Según se detalló en el panel, la aplicación —similar en funcionamiento a Uber— fue desarrollada con el respaldo de Libus Software, firma con presencia internacional que integra múltiples compañías de transporte en una sola red. Este sistema permite distribuir solicitudes de viajes de forma automática entre cientos de empresas afiliadas, optimizando tiempos de respuesta y aumentando la disponibilidad de vehículos. Los participantes señalaron que estas herramientas surgieron como respuesta a prácticas que consideran desleales por parte de grandes plataformas, las cuales, a su juicio, “avasallan” los mercados locales.

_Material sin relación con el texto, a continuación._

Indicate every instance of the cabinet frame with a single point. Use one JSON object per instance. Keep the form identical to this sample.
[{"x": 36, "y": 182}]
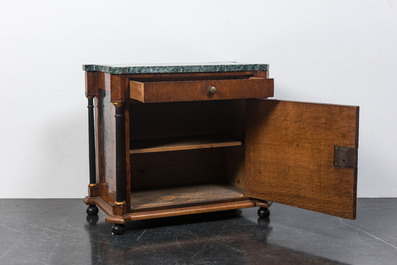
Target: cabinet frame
[{"x": 115, "y": 198}]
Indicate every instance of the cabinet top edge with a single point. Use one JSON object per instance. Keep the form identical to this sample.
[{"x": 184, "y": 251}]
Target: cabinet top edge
[{"x": 174, "y": 68}]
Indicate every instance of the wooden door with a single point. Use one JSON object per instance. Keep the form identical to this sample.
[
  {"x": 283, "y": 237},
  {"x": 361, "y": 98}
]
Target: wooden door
[{"x": 303, "y": 155}]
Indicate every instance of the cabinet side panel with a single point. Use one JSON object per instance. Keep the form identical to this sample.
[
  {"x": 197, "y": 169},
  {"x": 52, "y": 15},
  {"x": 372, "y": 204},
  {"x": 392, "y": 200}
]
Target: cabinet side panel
[
  {"x": 290, "y": 155},
  {"x": 106, "y": 121}
]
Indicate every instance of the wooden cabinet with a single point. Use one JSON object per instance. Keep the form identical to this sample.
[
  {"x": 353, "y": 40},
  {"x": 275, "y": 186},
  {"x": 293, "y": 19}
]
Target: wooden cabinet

Las cifras presentadas evidencian un crecimiento significativo tras la implementación tecnológica. Antes de la aplicación, las compañías registraban entre 1,200 y 1,400 carreras diarias; posteriormente, el promedio superó las 2,500, lo que representa un incremento de más del 50%. Sin embargo, el conflicto actual se centra en el costo de uso: algunos taxistas se niegan a pagar la tarifa semanal de tres dólares por tarjeta, pese a los beneficios obtenidos. El debate concluyó destacando que la sostenibilidad del modelo depende del compromiso colectivo, la transparencia en los costos y una regulación equitativa que permita coexistir a taxis tradicionales y plataformas digitales sin distorsionar el mercado ni afectar al usuario final.